Perché c’è sì la Roma dell’Accademia e del grande Teatro, in questo libro. Ma c’è soprattutto l’Isola a tre punte, che, sottolinea Dipasquale, grazie a Camilleri divenne “quella … del paradosso siciliano: vivere della disdetta della propria natura, e in più riderci sopra”. Perché la comicità “è sempre una questione serissima!”. In questo affascinante talk-show scritto, Camilleri, parlando degli spettacoli con Dipasquale, divaga – narra, per esempio, dei suoi inizi, con Vittorio Gassman che, in Accademia, lo aiutò a recitare Arsenico e vecchi merletti – e poi passa a descriverli: da “Il birraio di Preston”, che debuttò nel 1999 nello Stabile di Catania al meraviglioso scherzo dell’anno successivo, “Troppu trafficu ppi nenti”, grande successo scritto nella “lingua di un tale che dovrebbe chiamarsi Crollaspeare”.

Seguì, sempre al Verga nel gennaio 2001, “La cattura”: tratto dalla novella di Pirandello era stato scritto per gli ottant’anni di un mostro sacro, Turi Ferro, morto proprio durante le recite. Nel 2003, poi, quello che Camilleri definisce “il mio primo spettacolo multimediale”, “La signora Leuca”, scritta per Ida Carrara, moglie di Ferro.

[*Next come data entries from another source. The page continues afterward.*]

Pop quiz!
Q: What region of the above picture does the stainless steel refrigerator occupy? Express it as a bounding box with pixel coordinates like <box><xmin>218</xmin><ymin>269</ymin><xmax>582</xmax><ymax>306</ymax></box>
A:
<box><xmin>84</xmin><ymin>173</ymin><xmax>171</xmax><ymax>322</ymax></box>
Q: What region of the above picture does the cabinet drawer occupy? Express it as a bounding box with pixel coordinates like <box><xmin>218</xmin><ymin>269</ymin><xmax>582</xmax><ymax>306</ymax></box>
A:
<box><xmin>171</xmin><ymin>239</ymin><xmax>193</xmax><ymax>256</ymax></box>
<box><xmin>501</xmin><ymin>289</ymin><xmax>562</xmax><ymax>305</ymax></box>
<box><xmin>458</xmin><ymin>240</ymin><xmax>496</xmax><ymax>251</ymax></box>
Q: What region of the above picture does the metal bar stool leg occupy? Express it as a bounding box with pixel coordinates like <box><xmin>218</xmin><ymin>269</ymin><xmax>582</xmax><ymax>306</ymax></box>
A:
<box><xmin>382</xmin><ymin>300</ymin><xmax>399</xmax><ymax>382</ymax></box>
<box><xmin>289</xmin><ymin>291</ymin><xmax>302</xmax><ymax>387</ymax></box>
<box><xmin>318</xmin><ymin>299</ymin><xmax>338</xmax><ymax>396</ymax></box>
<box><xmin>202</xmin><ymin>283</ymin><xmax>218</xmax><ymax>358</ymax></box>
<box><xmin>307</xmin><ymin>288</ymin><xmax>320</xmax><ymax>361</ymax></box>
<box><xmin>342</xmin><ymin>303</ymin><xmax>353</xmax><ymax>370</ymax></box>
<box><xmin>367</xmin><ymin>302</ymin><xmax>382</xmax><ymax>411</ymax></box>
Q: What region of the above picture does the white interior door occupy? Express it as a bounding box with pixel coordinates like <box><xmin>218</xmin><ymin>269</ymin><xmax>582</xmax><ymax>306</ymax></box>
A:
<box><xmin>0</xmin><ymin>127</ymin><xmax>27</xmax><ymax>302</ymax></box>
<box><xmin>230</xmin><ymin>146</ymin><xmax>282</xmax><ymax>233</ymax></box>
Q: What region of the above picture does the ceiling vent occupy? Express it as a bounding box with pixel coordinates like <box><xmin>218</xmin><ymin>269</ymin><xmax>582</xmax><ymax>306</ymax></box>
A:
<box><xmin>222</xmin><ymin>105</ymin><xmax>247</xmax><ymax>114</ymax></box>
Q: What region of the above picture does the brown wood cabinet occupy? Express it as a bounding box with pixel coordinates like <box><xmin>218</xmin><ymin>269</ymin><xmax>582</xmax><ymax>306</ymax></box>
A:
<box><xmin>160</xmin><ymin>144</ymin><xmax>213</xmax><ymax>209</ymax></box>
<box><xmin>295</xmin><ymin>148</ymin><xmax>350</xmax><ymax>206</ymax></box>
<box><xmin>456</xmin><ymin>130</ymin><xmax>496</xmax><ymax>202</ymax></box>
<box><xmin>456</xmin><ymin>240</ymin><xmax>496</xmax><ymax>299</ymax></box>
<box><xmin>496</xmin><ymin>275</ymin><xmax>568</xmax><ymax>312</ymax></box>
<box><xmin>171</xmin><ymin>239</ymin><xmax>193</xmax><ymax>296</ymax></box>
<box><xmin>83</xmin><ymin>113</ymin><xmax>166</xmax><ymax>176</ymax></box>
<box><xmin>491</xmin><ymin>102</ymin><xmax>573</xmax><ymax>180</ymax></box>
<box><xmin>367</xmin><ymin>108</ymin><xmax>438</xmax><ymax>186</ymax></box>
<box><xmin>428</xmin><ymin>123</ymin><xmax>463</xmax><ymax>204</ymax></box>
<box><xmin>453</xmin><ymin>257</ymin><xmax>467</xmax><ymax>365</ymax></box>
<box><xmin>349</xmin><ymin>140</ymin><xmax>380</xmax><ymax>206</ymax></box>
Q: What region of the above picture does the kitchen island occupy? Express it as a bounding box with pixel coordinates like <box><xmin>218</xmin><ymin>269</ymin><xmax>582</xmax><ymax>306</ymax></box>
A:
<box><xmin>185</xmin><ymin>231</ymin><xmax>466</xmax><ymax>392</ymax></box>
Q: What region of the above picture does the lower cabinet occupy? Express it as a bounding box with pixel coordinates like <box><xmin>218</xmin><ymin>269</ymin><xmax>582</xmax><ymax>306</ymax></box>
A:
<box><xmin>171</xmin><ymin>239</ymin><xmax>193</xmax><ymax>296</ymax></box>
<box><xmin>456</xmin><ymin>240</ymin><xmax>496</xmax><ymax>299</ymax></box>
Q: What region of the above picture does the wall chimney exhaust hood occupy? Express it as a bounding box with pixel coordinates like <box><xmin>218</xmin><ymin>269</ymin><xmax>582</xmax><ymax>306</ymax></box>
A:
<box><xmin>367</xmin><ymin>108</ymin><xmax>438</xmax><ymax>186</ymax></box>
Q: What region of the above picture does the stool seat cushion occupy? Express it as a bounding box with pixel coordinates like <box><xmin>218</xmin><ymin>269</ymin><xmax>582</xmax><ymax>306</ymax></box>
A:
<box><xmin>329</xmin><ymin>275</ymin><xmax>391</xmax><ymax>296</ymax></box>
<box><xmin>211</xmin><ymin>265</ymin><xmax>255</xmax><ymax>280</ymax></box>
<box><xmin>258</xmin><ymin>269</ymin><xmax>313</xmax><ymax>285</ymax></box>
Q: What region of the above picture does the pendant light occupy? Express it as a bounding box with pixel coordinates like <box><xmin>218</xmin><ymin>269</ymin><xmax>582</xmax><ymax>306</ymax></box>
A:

Andrea e Peppe – il primo in tondo, il secondo in corsivo, nei dialoghi – tornarono a Camilleri nel 2005 con “La concessione del telefono”, che debuttò a Catania ed ebbe uno straordinario successo. L’anno dopo un altro Shakespeare, “La tempesta”, e, dopo una lunga pausa, il 25 giugno 2016, in prima mondiale per il Festival di Spoleto, “Il casellante camilleriano”.

Avevano scoperto, i due amici, “di adorare… il viaggio su rotaie … perché il treno rappresenta “un mondo antifuturista, antico e a misura d’uomo”. Così, riferisce Dipasquale, Camilleri sognava di comprare una casetta simile al casello del suo casellante dove godere “dell’assoluta bellezza della solitudine, del silenzio”.

Il penultimo progetto teatrale fu quello di una “drammaturgia irrealizzabile: “La creatura del desiderio” debuttò in prima assoluta a Catania al Must Musco Teatro nel novembre del 2018. E nello stesso anno, l’omaggio a due maschere viventi, Tuccio Musumeci e Pippo Pattavina, con lo spin-off nato dalla “Concessione” e che, nel 2018, debuttò al Brancati di Catania, con il titolo “Filippo Mancuso e don Lollò”.

I due mattatori, rivela Dipasquale, tra le risate di Camilleri, che ne era affascinato, riuscirono a esaltare il pubblico andando a braccio e allungando a dismisura lo spettacolo, in un tripudio di applausi, in qualche caso addirittura di venticinque minuti.

Per scoprire altro su “Il teatro certamente”, occorrerà che saliate su quella navicella spaziale, metafora non soltanto della narrazione teatrale, ma anche letteraria. Una navicella lenta, però, come una carrozza ferroviaria. “Mi piace immaginare – scrive Peppe – che Andrea sia andato via prendendo… il treno dell’eternità, e che… fermandosi di stazione in stazione, dica a sé stesso: …puoi fermarti senza prescia anche dieci minuti in più”.